Ao invés de um produto elaborado, a escolha por uma montanha russa de desconfiança e certa tensão é acertada ao termos ciência de que o filme, diferente do recente Atômica, que queria também satirizar uma época, na verdade homenageia toda uma classe de filmes produzidos nos anos 80 e que achávamos seguros e deixados lá. Esses produtos seguiam regras e olhares particulares do período, com um contexto geopolítico ainda na ressaca da guerra fria e refém de um pensamento estadunidense antiquado, que hoje parece até meio perigoso e quase xenófobo. Russos maus x americanos bons? Ainda precisamos desse tipo de questionamento num produto produzido hoje e ambientado hoje? Esse anacronismo até vez por outra nos faz se empolgar com a condução com algum clichê mas ainda assim eficiente e atraente do filme, mas a visão maniqueísta do período não faz mais qualquer sentido, e nem cabe mais se não for para fins jocosos - e mesmo assim, há de se ter talento para conduzir algo assim sem promover celeumas simplesmente ridículas.
Com a embalagem atraente e o clima de suspense bem construído, o elenco é enorme e repleto de astros e estrelas do mundo inteiro, ainda que a maioria seja de origem russa e naquela velho esquema de sotaque puxando os R's para demonstrar algo inexistente. Mas é um belo grupo de atores, todos cujo talento é inquestionável e são capitaneados por uma Jennifer Lawrence segura e disposta no elenco. Os destaques no entanto são um par de veteranos geralmente relegados a personagens idiotizados, e que aqui têm uma fagulha de charme: Jeremy Irons e a já citada Rampling. Ambos vão além da dignidade em seus momentos em cena e realçam o brilho do todo. Nas áreas técnicas o filme não vai além da burocracia, e conforme dito antes, nada muito diferenciado é proposto justamente porque o filme abre mão da relevância para ser um produto para as massas, diversão garantida com uma pitada de ousadia; ousadia para toda família, precisa ser dito. O sangue é muito, o sexo é quase tímido ao contrário do atribuído, o que reforça o caráter moralista americano, esse sim ainda típico dos 80.

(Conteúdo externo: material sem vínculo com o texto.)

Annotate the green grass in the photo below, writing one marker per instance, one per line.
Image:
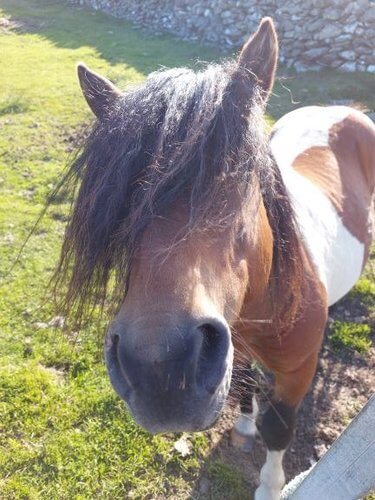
(63, 432)
(349, 335)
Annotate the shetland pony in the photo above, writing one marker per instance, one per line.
(206, 234)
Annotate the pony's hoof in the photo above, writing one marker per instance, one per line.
(241, 441)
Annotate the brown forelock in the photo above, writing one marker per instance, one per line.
(345, 172)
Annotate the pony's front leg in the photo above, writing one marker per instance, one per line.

O filme escolhe signos bem batidos da cultura russa (vodka, Bolshoi, os chapéus característicos) pra encenar uma típica aula de geografia 'made in Hollywood', com frieza a decorar os europeus e emoção aos americanos. A exceção é a mocinha Dominika de Jennifer, a jovem mulher nascida russa mas inteligente o suficiente para compreender a diferença entre os dois lados e fazer escolhas que a posicionem corretamente. A atriz, talentosa como é, sabe dissimular e mover suas intenções ao sabor do vento do roteiro, que se julga mais esperto do que na verdade é. Mas se Operação Red Sparrow não for encarado com qualquer obrigação ou pretensão, sobre essa aventura anacrônica, divertida e bem produzida, que serve para passar o tempo, não guardar nenhuma emoção pra si e seguir tendo uma péssima visão da moral americana, apesar de uma ótima do empreendedorismo da máquina de fazer sonhos de Los Angeles. Sonhos furtados da realidade alheia? Sim, mas ainda assim sonhos.